Sadly, it’s not difficult to find many stories of deaths and serious injuries caused by tombstoning in recent years.

Tombstoning offers a high-risk, high-impact experience but it can have severe and life-threatening consequences. Some of these reasons may seem obvious, but they’re worth emphasising – as the accident stats show!

Injuries and deaths as a result of tombstoning are a growing problem. Over the five year period 2004-2008 – 139 incidents required a rescue or emergency response and 12 of them ended in a fatality.

We looked at 41 of the most serious cases in more detail, and the stats may surprise you.

  • Most of those involved in the most serious cases were male (85%)
  • Teenagers were involved in just over half the cases (55%), followed by those in their 20s (25% with the remainder of incidents involving people aged over 30 years
  • All of the known alcohol-related incidents involved males aged over 40 (which accounted for three of the fatal incidents)
  • Of the non-fatal incidents, spinal and limb injuries (both at 20%) were most commonly reported.

So, perhaps counter intuitively, it’s not just teenage boys who are the problem. And it’s not the teenagers who are putting their lives in danger after drinking – that is reserved for those who are old enough to know better.

Many of the non-fatal incidents have resulted in life-changing injuries and they required significant resources from the rescue services. As well as the costs to the authorities, these people are now going to require lifelong care from family and friends – it’s not just their own quality of life that has been reduced.

Young and older fathers were among the fatalities, along with at least three teenagers. The coastguard has produced a video clip highlighting the consequences.

So what’s RoSPA’s advice? You may be expecting me to wave my arms and say, “Don’t do it!” But this is the real world. People are going to do what they feel like doing – and most of the time, that’s fine. So all we are saying is that people should arm themselves with information, and know what they’re getting themselves into.

Taking a moment to think through what you’re about to do may save a lifetime of pain and regret – or it may simply save your life.

Don’t jump into the unknown. Consider the dangers before you take the plunge:

  • Check for hazards in the water. Rocks or other objects may be submerged and difficult to see
  • Check the depth of the water. Remember tides can rise and fall very quickly – as a rule of thumb, a jump of ten metres requires a water depth of at least five metres
  • Never jump while under the influence of alcohol or drugs
  • Check for access. Can you get out of the water once you’re in?
  • Consider the risks to yourself and others. Conditions can change rapidly – young people could be watching and may attempt to mimic the activity. And, if you jump when you feel unsafe or pressured, you probably won’t enjoy the experience.
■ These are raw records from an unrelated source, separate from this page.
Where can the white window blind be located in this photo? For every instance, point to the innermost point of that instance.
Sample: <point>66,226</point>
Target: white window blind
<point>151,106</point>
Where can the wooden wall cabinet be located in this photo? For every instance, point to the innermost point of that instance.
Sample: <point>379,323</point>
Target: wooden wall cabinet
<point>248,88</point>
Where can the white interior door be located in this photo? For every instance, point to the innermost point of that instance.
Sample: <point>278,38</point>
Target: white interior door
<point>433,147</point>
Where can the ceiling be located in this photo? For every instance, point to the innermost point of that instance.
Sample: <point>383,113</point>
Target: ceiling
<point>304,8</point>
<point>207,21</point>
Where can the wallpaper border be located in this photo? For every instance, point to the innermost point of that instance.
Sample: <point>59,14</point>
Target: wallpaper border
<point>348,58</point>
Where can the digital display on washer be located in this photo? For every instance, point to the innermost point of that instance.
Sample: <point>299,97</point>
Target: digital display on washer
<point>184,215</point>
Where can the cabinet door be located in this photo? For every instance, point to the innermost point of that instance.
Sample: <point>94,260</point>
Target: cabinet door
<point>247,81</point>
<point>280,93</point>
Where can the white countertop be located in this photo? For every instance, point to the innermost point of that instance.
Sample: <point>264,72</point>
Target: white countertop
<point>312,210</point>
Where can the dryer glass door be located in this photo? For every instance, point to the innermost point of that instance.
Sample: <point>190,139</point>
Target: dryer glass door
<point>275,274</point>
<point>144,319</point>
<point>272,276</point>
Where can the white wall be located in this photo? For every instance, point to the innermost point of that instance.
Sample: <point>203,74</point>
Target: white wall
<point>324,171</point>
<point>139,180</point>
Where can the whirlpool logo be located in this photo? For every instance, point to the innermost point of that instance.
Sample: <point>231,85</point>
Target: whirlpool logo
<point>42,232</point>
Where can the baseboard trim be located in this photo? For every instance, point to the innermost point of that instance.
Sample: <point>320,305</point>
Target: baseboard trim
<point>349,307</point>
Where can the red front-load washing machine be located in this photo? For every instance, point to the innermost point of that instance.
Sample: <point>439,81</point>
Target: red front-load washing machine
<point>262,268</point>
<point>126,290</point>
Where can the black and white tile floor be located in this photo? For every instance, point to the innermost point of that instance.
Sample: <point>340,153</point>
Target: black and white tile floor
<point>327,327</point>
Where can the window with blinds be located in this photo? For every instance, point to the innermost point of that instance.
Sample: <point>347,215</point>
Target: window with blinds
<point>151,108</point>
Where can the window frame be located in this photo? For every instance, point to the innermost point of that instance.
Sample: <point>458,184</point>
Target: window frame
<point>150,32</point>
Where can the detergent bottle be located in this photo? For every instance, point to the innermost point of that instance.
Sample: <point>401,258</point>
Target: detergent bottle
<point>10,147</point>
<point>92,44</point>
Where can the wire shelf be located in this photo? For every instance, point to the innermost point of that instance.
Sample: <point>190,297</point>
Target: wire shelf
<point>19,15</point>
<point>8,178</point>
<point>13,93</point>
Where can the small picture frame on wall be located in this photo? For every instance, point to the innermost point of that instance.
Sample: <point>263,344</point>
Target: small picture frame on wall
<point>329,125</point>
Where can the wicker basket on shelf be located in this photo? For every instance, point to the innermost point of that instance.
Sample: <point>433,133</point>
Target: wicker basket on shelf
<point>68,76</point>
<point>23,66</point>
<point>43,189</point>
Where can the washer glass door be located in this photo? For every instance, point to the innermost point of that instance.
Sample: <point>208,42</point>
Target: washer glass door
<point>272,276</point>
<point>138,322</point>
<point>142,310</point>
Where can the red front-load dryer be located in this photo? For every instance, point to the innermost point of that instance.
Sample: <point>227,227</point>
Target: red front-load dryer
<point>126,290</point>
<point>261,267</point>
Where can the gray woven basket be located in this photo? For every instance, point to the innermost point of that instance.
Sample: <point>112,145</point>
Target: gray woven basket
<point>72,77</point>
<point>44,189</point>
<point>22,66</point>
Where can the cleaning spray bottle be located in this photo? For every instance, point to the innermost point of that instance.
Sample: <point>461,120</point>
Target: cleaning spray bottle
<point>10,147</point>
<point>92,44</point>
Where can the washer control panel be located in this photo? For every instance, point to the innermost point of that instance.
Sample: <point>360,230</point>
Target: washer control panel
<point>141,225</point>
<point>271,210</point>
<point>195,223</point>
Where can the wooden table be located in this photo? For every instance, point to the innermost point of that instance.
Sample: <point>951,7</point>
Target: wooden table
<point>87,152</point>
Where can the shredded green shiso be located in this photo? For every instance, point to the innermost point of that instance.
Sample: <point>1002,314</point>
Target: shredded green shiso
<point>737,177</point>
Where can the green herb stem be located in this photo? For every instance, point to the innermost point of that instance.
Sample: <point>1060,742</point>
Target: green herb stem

Jumping in is the easy part; getting out of the water is often more difficult than people realise, and don’t forget that strong currents can rapidly sweep people away – even strong swimmers cannot swim against the tide.

The best way to learn about the risks involved and have a good experience is to try coasteering – a mix of scrambling, climbing, traversing and cliff jumping around the coast with a professional guide.